İnsanların yaşam koşullarını iyileştirme amacıyla yola çıkan planlama projeleri neden başarısız oldu?
Anarşist düşünür James C. Scott, bu temel sorudan yola çıkarak devlet merkezli kent ve köy planlaması deneyimlerini mercek altına alıyor. Fransa’dan Brezilya’ya, Sovyetler Birliği’nden Tanzanya’ya bir yolculuk yaparak devletçi planlamanın başarısızlıklarını analiz ederken, benzer toplum mühendisliği felaketlerinin tümünde ortak olan koşulları da gün yüzüne çıkarıyor.

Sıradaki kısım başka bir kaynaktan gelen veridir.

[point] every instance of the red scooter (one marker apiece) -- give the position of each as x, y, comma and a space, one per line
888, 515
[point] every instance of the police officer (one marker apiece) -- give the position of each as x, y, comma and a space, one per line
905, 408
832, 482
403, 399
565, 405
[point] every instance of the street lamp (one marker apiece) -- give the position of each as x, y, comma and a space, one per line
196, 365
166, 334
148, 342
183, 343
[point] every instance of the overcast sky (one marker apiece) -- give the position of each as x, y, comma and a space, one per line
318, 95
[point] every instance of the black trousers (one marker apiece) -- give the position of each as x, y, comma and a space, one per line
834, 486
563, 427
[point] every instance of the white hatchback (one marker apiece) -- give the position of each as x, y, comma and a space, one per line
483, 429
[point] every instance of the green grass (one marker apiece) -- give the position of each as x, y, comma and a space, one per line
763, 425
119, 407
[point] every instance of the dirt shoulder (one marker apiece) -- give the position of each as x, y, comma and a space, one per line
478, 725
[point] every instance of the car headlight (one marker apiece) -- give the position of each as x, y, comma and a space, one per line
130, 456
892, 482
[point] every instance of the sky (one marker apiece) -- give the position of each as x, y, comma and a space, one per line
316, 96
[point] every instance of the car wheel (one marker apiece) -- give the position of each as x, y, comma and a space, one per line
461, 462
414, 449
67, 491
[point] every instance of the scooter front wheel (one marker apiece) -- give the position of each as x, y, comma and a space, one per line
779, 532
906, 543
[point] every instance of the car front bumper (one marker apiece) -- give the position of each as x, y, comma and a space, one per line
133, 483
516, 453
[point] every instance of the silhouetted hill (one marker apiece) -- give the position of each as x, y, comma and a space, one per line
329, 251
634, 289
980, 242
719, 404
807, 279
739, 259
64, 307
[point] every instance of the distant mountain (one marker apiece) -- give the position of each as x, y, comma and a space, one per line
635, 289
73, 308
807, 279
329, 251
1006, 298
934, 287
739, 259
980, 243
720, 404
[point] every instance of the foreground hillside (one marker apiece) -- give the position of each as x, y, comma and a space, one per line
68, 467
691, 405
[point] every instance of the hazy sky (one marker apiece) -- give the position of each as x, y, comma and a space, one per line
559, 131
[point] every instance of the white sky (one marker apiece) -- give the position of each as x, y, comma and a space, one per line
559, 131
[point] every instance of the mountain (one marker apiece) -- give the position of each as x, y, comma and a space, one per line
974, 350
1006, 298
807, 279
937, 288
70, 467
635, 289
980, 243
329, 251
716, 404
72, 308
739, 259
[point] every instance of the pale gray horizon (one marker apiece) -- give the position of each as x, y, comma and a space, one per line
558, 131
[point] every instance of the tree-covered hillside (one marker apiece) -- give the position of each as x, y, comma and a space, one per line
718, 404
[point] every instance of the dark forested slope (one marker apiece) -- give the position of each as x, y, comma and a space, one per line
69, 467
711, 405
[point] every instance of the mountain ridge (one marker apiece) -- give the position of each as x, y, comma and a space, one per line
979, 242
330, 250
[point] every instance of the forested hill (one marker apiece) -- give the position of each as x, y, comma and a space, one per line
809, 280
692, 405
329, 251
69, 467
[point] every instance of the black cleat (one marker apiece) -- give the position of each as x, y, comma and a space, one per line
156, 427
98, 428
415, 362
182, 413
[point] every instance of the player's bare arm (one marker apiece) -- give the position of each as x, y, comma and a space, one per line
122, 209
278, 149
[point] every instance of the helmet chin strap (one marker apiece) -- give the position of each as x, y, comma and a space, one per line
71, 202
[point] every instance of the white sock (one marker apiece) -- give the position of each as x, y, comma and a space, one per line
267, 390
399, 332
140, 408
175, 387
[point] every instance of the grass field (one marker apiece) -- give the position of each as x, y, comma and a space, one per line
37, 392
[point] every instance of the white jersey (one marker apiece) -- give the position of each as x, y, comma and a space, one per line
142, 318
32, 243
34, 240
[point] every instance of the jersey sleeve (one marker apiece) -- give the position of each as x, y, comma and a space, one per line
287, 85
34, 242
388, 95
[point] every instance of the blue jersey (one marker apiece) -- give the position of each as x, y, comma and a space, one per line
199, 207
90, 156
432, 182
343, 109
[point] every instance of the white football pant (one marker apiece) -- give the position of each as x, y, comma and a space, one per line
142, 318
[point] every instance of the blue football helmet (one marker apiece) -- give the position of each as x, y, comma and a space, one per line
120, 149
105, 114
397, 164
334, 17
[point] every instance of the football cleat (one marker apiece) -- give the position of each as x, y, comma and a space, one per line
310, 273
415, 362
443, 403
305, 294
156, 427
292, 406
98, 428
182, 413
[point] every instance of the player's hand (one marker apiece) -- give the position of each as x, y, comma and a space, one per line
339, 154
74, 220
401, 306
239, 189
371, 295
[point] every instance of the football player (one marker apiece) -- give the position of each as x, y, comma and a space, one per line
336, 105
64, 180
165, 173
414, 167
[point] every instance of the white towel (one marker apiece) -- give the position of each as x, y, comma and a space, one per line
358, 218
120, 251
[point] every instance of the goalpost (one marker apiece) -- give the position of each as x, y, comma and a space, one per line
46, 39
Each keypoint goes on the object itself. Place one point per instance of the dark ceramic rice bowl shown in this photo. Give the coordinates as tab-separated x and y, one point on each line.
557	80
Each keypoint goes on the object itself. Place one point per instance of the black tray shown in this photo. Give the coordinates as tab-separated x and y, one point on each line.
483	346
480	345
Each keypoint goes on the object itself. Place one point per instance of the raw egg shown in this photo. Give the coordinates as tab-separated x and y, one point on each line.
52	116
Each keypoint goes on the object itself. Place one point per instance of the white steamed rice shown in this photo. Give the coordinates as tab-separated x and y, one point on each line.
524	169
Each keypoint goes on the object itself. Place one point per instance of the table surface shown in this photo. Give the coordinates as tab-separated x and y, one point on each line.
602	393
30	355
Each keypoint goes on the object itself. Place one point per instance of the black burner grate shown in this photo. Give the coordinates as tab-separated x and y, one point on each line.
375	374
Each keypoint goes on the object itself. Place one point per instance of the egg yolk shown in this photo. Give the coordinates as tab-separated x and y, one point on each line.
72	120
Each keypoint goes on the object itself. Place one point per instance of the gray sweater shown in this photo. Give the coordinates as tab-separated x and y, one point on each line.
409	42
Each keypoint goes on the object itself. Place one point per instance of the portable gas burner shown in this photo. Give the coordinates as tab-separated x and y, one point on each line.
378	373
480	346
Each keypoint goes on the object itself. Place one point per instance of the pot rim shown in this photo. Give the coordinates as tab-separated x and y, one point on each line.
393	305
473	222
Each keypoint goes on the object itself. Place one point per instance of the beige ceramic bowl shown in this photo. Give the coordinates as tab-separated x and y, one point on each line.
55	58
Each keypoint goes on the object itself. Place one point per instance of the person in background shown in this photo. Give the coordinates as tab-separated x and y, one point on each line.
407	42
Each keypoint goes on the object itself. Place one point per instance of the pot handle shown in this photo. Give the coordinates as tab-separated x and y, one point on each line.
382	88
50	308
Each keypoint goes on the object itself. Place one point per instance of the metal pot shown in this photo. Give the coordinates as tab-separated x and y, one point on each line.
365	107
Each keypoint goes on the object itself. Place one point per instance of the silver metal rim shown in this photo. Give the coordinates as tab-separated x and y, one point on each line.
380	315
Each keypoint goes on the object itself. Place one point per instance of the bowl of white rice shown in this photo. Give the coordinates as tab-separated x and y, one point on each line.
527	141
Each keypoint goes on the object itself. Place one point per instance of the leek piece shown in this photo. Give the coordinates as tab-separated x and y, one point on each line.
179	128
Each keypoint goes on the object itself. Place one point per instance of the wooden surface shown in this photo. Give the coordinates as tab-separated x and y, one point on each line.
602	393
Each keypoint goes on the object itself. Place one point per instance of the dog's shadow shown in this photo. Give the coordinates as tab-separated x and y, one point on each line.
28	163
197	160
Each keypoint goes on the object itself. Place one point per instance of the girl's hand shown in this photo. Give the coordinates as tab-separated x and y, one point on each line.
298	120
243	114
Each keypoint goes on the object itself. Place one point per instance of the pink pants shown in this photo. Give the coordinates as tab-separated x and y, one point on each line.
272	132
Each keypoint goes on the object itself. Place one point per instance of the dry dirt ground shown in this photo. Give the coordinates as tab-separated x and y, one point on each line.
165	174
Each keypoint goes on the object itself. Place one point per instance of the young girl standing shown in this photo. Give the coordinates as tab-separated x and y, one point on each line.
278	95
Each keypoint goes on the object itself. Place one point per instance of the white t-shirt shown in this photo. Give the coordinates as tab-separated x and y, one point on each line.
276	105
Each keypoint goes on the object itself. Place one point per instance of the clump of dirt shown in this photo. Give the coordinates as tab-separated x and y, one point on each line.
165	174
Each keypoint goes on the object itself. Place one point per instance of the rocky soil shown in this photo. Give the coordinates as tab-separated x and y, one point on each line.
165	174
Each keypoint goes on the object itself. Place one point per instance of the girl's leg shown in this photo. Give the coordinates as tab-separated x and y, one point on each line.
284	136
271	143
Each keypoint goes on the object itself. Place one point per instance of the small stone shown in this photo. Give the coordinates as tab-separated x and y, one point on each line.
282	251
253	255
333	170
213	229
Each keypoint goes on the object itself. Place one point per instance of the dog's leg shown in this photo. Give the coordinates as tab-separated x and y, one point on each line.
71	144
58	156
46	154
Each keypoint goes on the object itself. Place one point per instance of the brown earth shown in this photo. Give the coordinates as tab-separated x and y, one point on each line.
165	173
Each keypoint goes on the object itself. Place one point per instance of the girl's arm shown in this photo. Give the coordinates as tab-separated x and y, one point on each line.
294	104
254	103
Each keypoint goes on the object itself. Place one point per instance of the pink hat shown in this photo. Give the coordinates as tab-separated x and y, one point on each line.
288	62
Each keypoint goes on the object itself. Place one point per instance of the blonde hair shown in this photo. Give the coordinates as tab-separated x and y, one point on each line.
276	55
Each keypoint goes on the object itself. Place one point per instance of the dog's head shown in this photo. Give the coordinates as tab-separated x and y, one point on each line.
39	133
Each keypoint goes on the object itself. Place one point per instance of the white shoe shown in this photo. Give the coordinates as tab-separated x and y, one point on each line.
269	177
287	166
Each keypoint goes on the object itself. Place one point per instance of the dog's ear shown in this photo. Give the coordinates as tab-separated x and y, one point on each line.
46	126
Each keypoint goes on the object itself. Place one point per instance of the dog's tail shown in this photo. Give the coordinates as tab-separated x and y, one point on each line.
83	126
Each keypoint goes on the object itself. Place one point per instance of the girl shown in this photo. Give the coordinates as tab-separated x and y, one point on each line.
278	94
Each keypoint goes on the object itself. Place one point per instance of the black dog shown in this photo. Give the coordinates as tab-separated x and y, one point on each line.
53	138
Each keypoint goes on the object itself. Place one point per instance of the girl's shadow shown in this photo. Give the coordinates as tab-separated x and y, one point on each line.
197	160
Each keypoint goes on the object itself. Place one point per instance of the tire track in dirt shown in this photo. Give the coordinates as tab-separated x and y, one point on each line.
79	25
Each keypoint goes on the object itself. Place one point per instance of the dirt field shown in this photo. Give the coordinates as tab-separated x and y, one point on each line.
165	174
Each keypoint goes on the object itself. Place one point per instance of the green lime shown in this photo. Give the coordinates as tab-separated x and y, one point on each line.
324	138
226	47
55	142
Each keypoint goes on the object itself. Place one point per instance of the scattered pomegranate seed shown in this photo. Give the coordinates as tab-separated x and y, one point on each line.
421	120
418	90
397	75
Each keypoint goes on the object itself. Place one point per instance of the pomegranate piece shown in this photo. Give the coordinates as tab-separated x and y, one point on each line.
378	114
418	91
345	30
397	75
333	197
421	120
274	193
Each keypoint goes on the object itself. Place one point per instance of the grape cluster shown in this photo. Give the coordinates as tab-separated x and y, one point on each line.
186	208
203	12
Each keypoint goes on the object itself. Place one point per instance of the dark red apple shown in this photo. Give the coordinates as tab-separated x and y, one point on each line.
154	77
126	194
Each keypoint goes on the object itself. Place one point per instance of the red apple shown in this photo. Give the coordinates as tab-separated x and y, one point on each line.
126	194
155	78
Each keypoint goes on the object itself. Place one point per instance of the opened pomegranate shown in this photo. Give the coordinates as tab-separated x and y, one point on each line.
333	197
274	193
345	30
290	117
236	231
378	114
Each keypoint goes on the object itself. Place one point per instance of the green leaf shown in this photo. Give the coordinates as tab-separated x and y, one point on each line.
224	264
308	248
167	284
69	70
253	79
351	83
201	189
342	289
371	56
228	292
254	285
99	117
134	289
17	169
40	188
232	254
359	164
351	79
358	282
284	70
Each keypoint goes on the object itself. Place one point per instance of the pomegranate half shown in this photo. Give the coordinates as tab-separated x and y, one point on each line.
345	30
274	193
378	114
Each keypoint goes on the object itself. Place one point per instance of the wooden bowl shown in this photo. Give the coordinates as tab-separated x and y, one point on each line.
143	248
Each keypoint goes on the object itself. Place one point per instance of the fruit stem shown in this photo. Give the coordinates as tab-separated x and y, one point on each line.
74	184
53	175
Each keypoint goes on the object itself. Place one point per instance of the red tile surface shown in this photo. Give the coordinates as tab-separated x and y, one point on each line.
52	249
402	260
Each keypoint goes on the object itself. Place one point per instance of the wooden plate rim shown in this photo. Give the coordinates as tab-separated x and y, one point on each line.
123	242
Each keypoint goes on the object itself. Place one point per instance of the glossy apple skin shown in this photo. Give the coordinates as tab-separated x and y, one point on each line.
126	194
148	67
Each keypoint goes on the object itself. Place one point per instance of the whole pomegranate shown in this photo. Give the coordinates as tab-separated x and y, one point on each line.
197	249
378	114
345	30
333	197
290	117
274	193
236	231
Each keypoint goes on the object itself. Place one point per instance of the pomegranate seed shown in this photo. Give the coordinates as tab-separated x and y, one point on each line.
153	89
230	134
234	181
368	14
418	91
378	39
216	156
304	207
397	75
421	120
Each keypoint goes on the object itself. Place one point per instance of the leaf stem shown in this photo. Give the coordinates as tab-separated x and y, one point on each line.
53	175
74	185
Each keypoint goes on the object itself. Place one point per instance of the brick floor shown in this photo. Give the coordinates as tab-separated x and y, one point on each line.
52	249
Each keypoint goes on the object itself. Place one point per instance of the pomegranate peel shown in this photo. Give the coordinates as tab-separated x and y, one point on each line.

Gerçekliği kendi vizyonlarına uydurmaya çalışan tek adamları, gerçekliğe yalnızca masa başında yaptıkları plan çerçevesinden bakıp ona uymayan her yönünü yok sayan memurları ve hepsinin ötesinde, otoriter yüksek modernizmin ayrılmaz bir parçası olan ve gerçekliği şekillendirilecek bir nesne olarak gören despotluğu irdeleyen Scott, Devlet Gibi Görmek’te “planlama” kavramının gerçek toplumsal dokuyla uyuşmaz olduğu görüşünü etkin bir şekilde savunuyor.